Koleksi batik karya Oscar Lawalata dan Aguste Soesastro, perancang busana ternama Indonesia pada fashion show dalam rangkaian resepsi peringatan HUT ke-66 RI di Hotel Sheraton, Roma Kamis malam (29/9) dan sekaligus menggemakan World Batik Summit yang sedang berlangsung di Jakarta, telah dipadati tamu dalam jumlah besar terutama dari komunitas mode di Italia. “Batik berkelas dan elegan berpeluang masuk pasar Italia” ujar beberapa tamu yang menyaksikan dengan penuh kekaguman peragawati papan atas Indonesia berjalan di atas panggung (catwalk) memamerkan koleksi batik kontemporer dan moderen.
 
Fashion show yang merupakan hasil kerjasama KBRI Roma, dan Asosiasi Persahabatan Indonesia-Italia, serta Yayasan Akar Wangi, Yogyakarta dan dengan patronasi Pemda Roma dan AltaRoma, asosiasi mode papan atas Italia, dimaksudkan untuk mempromosikan batik berkelas di Roma yang dikenal sebagai sebagai salah satu kota mode utama di dunia. Perpaduan yang harmonis antara fashion show dengan pertunjukan budaya serta penataan ruang pameran, dan ruang resepsi serta panggung (catwalk) membuat fashion show ini tampak unik dan mendapat sambutan meriah dari tamu berjumlah sedikitnya 600 orang, terdiri dari kalangan diplomatik, pejabat pemerintah, pengusaha (boutique), operator pariwisata dan wartawan.
 
Tamu-tamu yang masuk ke ruang resepsi melalui ruang pameran langsung disambut dengan pertunjukan musik gamelan Jawa yang semuanya dimainkan oleh penabuh gamelan orang Italia di bawah binaan KBRI Vatikan. "Wow,… luar biasa, instrumennya indah, dan suaranya merdu menyentuh kalbu dan sangat unik" ujar para tamu sambil mengambil foto para penabuh gamelan.
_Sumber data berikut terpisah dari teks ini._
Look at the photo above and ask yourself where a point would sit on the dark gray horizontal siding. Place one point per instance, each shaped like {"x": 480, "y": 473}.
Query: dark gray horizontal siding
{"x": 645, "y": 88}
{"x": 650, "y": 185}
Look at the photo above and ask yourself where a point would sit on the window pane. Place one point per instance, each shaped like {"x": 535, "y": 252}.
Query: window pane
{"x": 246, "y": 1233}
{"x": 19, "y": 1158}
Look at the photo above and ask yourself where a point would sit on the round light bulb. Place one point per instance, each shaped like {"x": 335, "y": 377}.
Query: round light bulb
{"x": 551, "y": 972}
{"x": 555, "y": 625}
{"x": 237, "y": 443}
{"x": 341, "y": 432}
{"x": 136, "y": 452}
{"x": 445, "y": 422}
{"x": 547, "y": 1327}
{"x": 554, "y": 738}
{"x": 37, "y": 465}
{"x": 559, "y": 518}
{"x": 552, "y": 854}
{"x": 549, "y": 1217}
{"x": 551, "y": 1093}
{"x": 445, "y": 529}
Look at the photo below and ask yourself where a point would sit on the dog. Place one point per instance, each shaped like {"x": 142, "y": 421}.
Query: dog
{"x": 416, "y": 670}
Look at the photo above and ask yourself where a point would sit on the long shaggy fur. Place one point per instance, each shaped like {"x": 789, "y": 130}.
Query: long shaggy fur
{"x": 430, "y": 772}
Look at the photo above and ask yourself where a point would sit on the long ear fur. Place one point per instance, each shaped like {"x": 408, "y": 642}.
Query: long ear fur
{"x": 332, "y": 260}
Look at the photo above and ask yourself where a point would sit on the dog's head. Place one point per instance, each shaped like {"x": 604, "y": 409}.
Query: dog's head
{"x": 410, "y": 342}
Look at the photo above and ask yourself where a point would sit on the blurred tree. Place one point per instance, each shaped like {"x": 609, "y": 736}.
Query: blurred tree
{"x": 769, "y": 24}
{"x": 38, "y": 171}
Yang tidak kalah menariknya adalah, kehadiran Michella Polselli, penerima beasiswa seni dan budaya yang baru saja kembali dari Indonesia beberapa bulan lalu. Dengan pakaian kebayanya, gadis cantik ini duduk di salah satu pojok promosi batik melakukan demo membatik sambil menjelaskan proses dan sejarah batik yang dua tahun lalu diakui UNESCO sebagai warisan budaya dunia.
 
Kuasa Usaha KBRI Roma, Priyo Iswanto dalam sambutannya mengatakan, fashion show bertema “Mimpi Tersembunyi” Ekspresi Kreatif Indonesia melalui Mode, Tari dan Warisan Budaya” atau “Hidden Dreams” ini dimaksudkan untuk sekaligus menggemakan World Batik Summit yang sedang berlangsung di Jakarta dan secara khusus untuk lebih mengenalkan batik sebagai warisan dunia asal Indonesia kepada masyarakat Eropa terutama Italia. Diharapkan pengenalan dan pemahaman seni budaya Indonesia yang semakin baik oleh masyarakat Italia dapat semakin mendekatkan hubungan dan kerjasama antara Italia dan Indonesia.
 
Priyo Iswanto lebih lanjut menambahkan harapan batik bisa merebut pasar Eropa khususnya di Italia mengingat batik sangat cocok untuk iklim panas dan Italia memiliki musim panas yang relatif panjang antara 4-5 bulan. Selain menampilkan batik fashion show, acara Hidden Dreams dimeriahkan dengan tarian tradisonal oleh Didik Nini Thowok yang membawakan Tari Dwimuka dan tampilan tari kontemporer oleh penari kondang Kris dan Fardian dengan membawakan Tari Tetalu Ning-nong dan Tari Horeg. Acara ditutup dengan penampikan musik jazz Indonesia oleh Murni Group. Sebagaimana tahun lalu, acara Hidden Dreams ini juga menampilkan fashion show karya perancang muda dan berbakat dari KOEFIA, sekolah mode ternama di Italia. Koleksi batik Oscar dan Auguste akan dipamerkan kembali pada fashion show di Milan tanggal 4 Oktober 2011 dalam satu rangkaian acara Resepsi HUT ke-66 RI.